HIPEC involves circulating heated chemotherapy drugs within the abdominal cavity after tumor removal. Recent studies suggest that HIPEC may:

• Improve disease-free and overall survival for selected patients with limited peritoneal disease 6 7 8
• Reduce peritoneal recurrence, especially when there are no liver or portal metastases 7
• Carry risks, including renal insufficiency and gastroparesis, but is generally safe in experienced hands 6

HIPEC is generally reserved for patients with disease confined to the abdomen and who achieve complete cytoreduction 6 7 8.

Radiation Therapy

Whole abdominal radiation therapy (WART) or targeted radiotherapy may be used as adjuncts to surgery and chemotherapy. The benefit of radiation remains unclear, and its use is often limited by toxicity concerns 8.

Targeted and Novel Therapies

Given DSRCT’s unique molecular profile, targeted therapies are an active area of research. Potential agents include:

• Multityrosine kinase inhibitors (e.g., pazopanib, imatinib, sorafenib)
• mTOR inhibitors
• Agents targeting the PDGF, VEGF, and IGF-1 pathways 10

To date, these therapies have yet to demonstrate consistent, long-term benefit, but clinical trials are ongoing 10.
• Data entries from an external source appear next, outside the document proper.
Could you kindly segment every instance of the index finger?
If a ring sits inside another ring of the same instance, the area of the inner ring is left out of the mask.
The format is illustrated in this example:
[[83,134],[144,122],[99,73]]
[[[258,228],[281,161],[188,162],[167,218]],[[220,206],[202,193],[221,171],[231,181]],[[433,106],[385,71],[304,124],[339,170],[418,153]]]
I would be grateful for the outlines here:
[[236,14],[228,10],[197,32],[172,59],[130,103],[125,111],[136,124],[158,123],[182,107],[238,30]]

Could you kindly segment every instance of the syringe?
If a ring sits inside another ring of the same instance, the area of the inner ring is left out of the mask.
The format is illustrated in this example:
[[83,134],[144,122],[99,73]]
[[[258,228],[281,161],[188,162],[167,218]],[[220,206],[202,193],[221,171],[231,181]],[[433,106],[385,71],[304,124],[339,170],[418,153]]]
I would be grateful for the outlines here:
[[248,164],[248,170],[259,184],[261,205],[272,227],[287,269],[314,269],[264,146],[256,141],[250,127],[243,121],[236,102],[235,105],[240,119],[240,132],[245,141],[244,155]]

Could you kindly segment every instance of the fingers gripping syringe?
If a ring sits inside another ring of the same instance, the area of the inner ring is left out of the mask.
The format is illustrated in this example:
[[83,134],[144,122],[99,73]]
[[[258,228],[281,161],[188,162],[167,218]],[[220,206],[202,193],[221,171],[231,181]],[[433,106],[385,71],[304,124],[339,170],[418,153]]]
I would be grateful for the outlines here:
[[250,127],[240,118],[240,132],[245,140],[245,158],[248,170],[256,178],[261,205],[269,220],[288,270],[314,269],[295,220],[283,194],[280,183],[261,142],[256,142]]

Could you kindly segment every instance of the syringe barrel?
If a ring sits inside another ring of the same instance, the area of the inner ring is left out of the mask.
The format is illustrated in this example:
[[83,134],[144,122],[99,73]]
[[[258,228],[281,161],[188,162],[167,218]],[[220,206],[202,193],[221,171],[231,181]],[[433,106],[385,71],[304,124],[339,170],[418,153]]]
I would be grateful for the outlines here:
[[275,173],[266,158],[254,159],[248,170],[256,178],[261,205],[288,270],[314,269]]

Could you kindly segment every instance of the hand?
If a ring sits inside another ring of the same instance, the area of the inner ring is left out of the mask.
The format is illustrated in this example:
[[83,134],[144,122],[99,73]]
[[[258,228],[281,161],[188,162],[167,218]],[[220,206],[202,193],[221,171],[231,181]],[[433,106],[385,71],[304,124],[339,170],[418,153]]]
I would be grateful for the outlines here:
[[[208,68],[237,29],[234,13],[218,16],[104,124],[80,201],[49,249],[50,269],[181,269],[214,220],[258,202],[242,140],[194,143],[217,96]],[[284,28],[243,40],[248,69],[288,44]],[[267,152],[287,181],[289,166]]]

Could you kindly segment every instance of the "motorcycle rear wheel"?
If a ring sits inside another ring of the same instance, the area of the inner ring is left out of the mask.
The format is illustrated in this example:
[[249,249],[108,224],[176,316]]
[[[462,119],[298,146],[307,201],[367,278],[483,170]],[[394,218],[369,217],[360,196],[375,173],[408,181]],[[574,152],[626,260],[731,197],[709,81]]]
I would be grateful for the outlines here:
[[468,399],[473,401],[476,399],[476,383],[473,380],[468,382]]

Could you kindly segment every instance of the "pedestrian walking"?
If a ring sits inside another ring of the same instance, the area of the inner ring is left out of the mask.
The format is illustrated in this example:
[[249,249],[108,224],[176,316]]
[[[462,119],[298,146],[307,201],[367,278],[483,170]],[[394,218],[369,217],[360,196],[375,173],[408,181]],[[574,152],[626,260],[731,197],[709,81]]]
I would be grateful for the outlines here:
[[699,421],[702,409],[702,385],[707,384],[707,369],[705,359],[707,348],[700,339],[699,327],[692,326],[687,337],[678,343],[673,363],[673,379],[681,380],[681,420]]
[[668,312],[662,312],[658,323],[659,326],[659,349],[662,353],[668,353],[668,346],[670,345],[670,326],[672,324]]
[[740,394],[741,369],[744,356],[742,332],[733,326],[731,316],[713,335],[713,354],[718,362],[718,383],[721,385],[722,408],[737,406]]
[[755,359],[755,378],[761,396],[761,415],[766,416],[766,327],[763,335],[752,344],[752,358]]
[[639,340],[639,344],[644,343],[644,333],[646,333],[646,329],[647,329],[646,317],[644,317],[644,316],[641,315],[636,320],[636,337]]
Palliative and Supportive Care

For patients with advanced, refractory, or relapsed disease, palliative care is essential for symptom management and quality of life. Supportive interventions may include:

• Pain management
• Nutritional support
• Management of ascites or pleural effusions
• Psychological and social support 3 4 9

Conclusion

DSRCT is a rare but devastating cancer, mainly affecting adolescents and young adults. Despite its aggressive nature, multidisciplinary care has led to incremental improvements in survival, particularly for those who can undergo complete tumor removal and intensive chemotherapy. Ongoing research into targeted therapies and improved supportive care is critical for future progress.

Key Points Covered:

• DSRCT typically presents with abdominal pain, ascites, weight loss, and, less commonly, chest or paraneoplastic symptoms.
• Most cases are abdominal, but DSRCT can arise in the pelvis, pleura, or rarely in organs like the pancreas.
• The hallmark cause is a specific chromosomal translocation (EWSR1-WT1 fusion), with tumor origin likely from mesothelial cells.
• Treatment is multimodal: chemotherapy, complete cytoreductive surgery, and, in some cases, HIPEC and radiation.
• Targeted therapies are being explored but are not yet standard of care.
• Early diagnosis, individualized treatment plans, and supportive care remain essential for optimizing outcomes.